I realized that “being understood” was never the goal. What mattered was obedience. And if I didn’t comply, a rupture occurred. Only after a rupture, perhaps, would renegotiation happen — but without real content.
And so I lived in relationships with others. Hoping that if I was empathetic enough, coherent enough, attentive enough to their needs, I would eventually be seen. But it didn’t happen. Because the dynamic was fundamentally flawed from the start.
Inner Clarity: Why It Makes Decisions Easier
The process of ending dysfunctional relationships begins with one essential step: recognizing and understanding the old patterns we learned in childhood that still influence our adult life. When these emotional and mental “knots” are untangled, a profound transformation occurs, making present-day decisions clearer and more natural.
How Does This Happen?
- Releasing the Pressure of the Past
Unresolved knots — frustrations, fears, rigid inner beliefs — constantly affect how we perceive situations and people today. They “contaminate” decisions with strong emotions and internal conflicts that often have little to do with present reality, but rather with past experiences and wounds. - Unlocking and Integrating Emotions
When these emotions are understood, accepted, and released, they no longer “suffocate” current relationships. The hidden charge that distorts communication, reactions, or choices disappears. Instead of reacting to past pain, we can respond clearly and authentically to what is happening now. - Reconfiguring Perception and Expectations
With understanding comes a “thawing” of our inner system, a recalibration of how we see the world and others. Decisions are no longer made from fear, guilt, or helplessness, but from awareness and personal power.
Relationships: Between Closure and Liberation
I’ve noticed there are two types of “closure” in relationships:
- Unilateral closure, when only one party is willing to understand and let go, and the other is not. In such cases, the relationship may remain tense, and boundaries and distance become necessary to protect one’s emotional health.
- Mutual liberation, when both parties understand, accept, and allow the relationship to exist naturally, based on love and mutual respect. Here, the relationship can genuinely evolve and grow.

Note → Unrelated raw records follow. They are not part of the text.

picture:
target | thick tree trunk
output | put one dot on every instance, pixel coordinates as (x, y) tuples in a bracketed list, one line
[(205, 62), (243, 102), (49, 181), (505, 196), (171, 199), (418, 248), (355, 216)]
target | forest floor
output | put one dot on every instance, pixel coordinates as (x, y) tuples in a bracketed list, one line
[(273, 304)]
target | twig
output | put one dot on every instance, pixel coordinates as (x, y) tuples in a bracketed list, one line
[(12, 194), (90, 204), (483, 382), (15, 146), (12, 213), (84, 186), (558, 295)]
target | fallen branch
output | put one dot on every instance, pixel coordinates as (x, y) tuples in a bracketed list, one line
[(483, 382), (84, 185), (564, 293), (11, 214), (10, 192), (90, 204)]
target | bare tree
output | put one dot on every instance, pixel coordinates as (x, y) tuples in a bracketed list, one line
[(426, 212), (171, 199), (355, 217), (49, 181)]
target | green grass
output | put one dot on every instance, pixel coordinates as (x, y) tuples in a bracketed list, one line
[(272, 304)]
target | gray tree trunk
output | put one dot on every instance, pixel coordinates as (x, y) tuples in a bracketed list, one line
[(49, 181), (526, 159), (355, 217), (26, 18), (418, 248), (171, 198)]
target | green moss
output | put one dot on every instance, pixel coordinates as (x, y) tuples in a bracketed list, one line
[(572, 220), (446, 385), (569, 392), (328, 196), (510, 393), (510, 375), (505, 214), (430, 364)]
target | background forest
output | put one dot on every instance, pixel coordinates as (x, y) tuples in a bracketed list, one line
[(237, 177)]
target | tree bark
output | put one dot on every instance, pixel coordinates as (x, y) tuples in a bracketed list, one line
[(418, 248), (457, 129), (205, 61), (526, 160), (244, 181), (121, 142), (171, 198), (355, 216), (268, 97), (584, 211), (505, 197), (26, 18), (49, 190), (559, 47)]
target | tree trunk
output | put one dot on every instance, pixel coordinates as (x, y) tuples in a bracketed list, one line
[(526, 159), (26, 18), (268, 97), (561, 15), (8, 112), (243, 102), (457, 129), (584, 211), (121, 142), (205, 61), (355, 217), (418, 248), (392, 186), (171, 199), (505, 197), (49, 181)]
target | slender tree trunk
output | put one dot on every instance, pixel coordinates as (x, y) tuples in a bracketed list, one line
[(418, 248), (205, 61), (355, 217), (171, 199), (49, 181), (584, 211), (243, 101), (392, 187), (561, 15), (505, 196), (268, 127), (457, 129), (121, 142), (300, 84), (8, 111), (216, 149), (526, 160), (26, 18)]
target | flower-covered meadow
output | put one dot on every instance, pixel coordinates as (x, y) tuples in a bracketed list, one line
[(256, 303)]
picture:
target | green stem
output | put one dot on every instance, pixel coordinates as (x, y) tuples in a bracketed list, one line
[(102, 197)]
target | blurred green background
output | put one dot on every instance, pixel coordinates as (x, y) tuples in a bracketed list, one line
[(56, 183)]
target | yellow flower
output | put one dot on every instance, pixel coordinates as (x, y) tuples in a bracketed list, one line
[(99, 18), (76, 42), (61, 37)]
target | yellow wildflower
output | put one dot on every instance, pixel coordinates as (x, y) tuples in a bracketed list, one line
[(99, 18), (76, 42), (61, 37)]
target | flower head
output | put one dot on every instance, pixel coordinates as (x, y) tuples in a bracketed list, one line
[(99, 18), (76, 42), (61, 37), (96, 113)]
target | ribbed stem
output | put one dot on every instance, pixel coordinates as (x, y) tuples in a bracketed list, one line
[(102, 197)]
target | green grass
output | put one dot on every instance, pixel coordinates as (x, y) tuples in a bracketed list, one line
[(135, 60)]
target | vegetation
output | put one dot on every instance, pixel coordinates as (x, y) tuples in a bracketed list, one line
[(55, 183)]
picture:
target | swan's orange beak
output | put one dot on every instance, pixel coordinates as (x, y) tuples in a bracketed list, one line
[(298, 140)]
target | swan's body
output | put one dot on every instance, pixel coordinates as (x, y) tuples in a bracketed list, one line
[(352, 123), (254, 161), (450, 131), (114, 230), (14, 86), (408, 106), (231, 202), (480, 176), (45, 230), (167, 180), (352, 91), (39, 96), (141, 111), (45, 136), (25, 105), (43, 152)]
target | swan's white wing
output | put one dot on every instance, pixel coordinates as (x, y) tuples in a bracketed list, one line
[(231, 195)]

Thus, when we clarify internally what happened, we allow ourselves to set boundaries not out of rejection or giving up, but because we understand that the purpose of that relationship — growth and connection — can no longer be fulfilled. Boundaries become an act of respect for ourselves and the reality of the relationship, not punishment or withdrawal from fear.
When Inner Peace Arrives, So Do the Answers
Perhaps the most valuable experience I’ve had with this inner clarification is that the present reality became clearer. I no longer hover at the edge of situations, trying to figure out if I’m overreacting, if it’s “right,” if I should wait longer. As old patterns dissolved, decisions began to come naturally. They are no longer a painful effort of self-persuasion, but a natural choice in alignment with who I am today, not with who I was forced to be.
When You Keep Your Values, But Choose Them Yourself
The bright side is that you don’t need to give up high values — only the pressure to meet them to prove something to someone. You can keep them for yourself. You can honor them from a place of autonomy, not fear.
Ultimately, I chose to continue striving toward the standard imposed on me. But not to prove I was “good enough” in the eyes of my parents, grandparents, or others. Rather, because, beyond them, I resonate with that ideal. And now I can live with it without self-destruction in pursuit of it. Because it’s no longer a weapon against me, but a compass I’ve consciously chosen for who I am, not for who others wanted me to become.